For greenhouses without electricity, kerosene heaters are a practical option. As a bonus, it usually costs less to heat with kerosene than electricity, which is a particularly important consideration in climates where the heater has to run continuously to keep overnight temperatures high enough for plants.
Although they can generate a lot of heat, the temperature will diminish with distance from the heater. It’s best to place the heater in the center of the space for even heat distribution. Note that the heater can melt polycarbonate or PVC sheeting on the greenhouse if placed too close. Also, don’t place kerosene heaters too close to plants and keep them safely away from combustible items, although some units are equipped with safety devices that shut off the heater if it’s tipped over or overheats. Because kerosene heaters release carbon monoxide and other toxic fumes, outside ventilation is necessary.
Best For: Kerosene heaters are an option for greenhouses without electrical power, but exercise caution, ensure proper ventilation, and keep the heater away from surfaces that could melt or catch fire.
Cost: The price of kerosene heaters varies according to size, but they generally start around $200.
Our Recommendation: Dyna-Glo Indoor Kerosene Convection Heater at Northern Tool for $189.99. Sized to heat a 1,000-square-foot space with 99.9 percent efficiency, this unit provides 8 to 12 hours of warmth on one 1.9-gallon tank. Automatic pushbutton ignition and one-touch extinguisher make it simple to use, while its tip-over shutoff and cool-top design enhance safety.
8. Propane Heaters

The affordability of propane heaters and their capacity to provide consistent heat with low emissions make them a popular option for greenhouses. However, they may not be safe for glasshouses, conservatories, or other indoor spaces unless ventilated. Unless they are vent-free units, propane heaters must have proper ventilation. Left unvented, they may exhibit inefficient combustion, which results in emissions being exhausted into the greenhouse, leading to risk for plants because of pollutants and moisture.
Whether the unit is installed or portable, a propane heater should be turned off when no one is in the space. They must be placed on a level surface away from combustible materials. It’s crucial that they are correctly sized for the space and offer features such as a low oxygen sensor, overheat protection, and automatic shutoff.
Best For: Propane heaters provide consistent heat, but should be used in small spaces, preferably only when someone is present. They should be well-ventilated or vent-free.
Cost: Propane heaters can easily range from a couple of hundred dollars to thousands, based on BTUs. To determine how many BTUs are needed, it’s necessary to calculate the square footage and the insulation type of a greenhouse.
Our Recommendation: Mr. Heater at Amazon for $208. This vent-free, freestanding, or wall-mounted propane heater is suitable for indoor use.

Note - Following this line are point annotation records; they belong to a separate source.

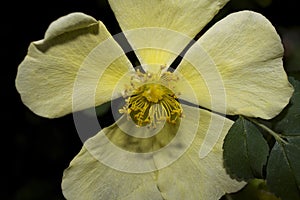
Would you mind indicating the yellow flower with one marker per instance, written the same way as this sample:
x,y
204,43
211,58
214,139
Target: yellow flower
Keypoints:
x,y
163,146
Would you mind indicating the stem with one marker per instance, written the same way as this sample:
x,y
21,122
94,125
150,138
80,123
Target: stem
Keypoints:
x,y
270,131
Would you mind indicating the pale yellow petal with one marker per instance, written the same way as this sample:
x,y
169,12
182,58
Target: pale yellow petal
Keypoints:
x,y
160,47
87,178
46,76
114,164
247,53
193,176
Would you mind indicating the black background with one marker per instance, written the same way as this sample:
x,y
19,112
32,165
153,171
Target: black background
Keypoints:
x,y
36,150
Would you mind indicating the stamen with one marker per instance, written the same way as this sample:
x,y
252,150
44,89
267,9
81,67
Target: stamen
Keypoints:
x,y
149,101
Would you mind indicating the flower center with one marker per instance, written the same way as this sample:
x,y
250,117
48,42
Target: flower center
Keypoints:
x,y
152,102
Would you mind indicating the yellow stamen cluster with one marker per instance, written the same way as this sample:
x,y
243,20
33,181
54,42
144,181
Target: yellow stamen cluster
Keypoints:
x,y
150,101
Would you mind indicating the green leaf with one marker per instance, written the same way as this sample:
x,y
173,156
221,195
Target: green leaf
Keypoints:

An automatic low-oxygen shutoff system keeps everyone safe, while the thermostat for automatic temperature control keeps everyone comfortably warm.
FAQ
Electric heating is the safest way to heat a greenhouse. Adding fans evenly distributes the heat. Gas heating is the least expensive option, but requires venting.
Without electricity, it’s best to make the most of the sun’s energy. If you’re building new, start by sinking the greenhouse into the ground. If you’re working with an existing greenhouse, insulate heavily (seal up cracks, add bubble wrap), position thermal mass objects (large water barrels, brick or stone planters) to absorb and release heat, make compost in the greenhouse, and use light paint to reflect and dark paint to absorb heat.

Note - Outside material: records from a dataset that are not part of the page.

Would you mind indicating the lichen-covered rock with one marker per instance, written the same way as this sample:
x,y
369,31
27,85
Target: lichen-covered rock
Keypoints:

Root crops such as carrots, beets, radishes, and turnips can survive freezing temperatures. Onions, garlic, leeks, parsnips, and rutabagas may also survive in an unheated greenhouse.
Optimal temperatures are generally 65 to 70 degrees Fahrenheit during the day, and no lower than about 45 degrees at night, but it depends on the plants that are growing in the greenhouse.
If temperatures warrant it, opening doors and vents on sunny days allows fresh air to circulate. Just remember to close them at night.